Another wee side-criticism: the programme bangs on somewhat unnecessarily in a pseudo-tabloid fashion about Arthur Miller’s private life with Marilyn Monroe, which is undoubtedly popular gossip but bears no relationship to any other aspect of this production.  Both more scandalous and more relevant is the expose article on his ostracised youngest son; mysteriously extreme treatment from such a renowned humanist as Miller, the reason for which he took to his grave. 

Since Death of a Salesman premiered on Broadway, the American Dream has spread throughout the western world and beyond.  Human beings are more disposable than ever in the eyes of the capitalist workforce, and more trapped in the domestic vicious cycles of student loans, mortgages and credit-card debt. 

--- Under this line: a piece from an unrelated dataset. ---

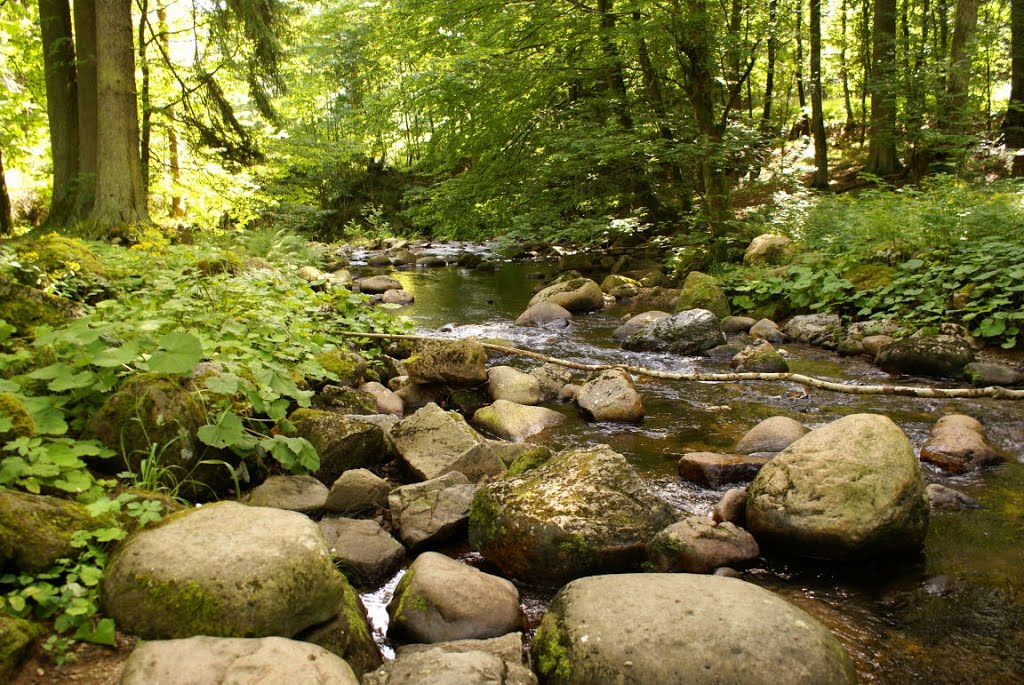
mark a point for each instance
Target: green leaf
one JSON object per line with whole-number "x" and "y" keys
{"x": 180, "y": 353}
{"x": 227, "y": 431}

It’s risking cliché to suggest this generation-old play is more relevant than ever, but the horrific truth is that people can still be worth more dead than alive.  Meanwhile, if Biff only took his deep-seated inadequacy far less seriously he could be a poster-boy for Generation X. 

Comments

nik smythe October 15th, 2012

It did mention he was down-syndrome, and although it was 'the done thing' it still seems uncharacteristc  the way he didn't just send him away, he effectively erased every record he could of Daniel's existence.  To Miller's credit, against legal advice, he wrote his estranged son into his will as a full and direct heir, only weeks before he died.

To be fait regarding the other article, it did in fact outline his career highlights and all three of his marriages.  The impression of unnecessary emphasis I got was from the three accompanying photos, all of him and Marylin.

Phil Braithwaite October 15th, 2012

Good review, but just on that comment, 'Both more scandalous and more relevant is the expose article on his ostracised youngest son, mysteriously extreme treatment from such a renowned humanist as Miller, the reason for which he took to his grave.' I don't know what the article said, but there's nothing mysterious about what happened there - his son (Daniel) has down's syndrome and was locked away in an institution, which was the done thing back then. Read the second volume of Christopher Bigsby's biography, which has a chapter called 'Daniel' that explains it.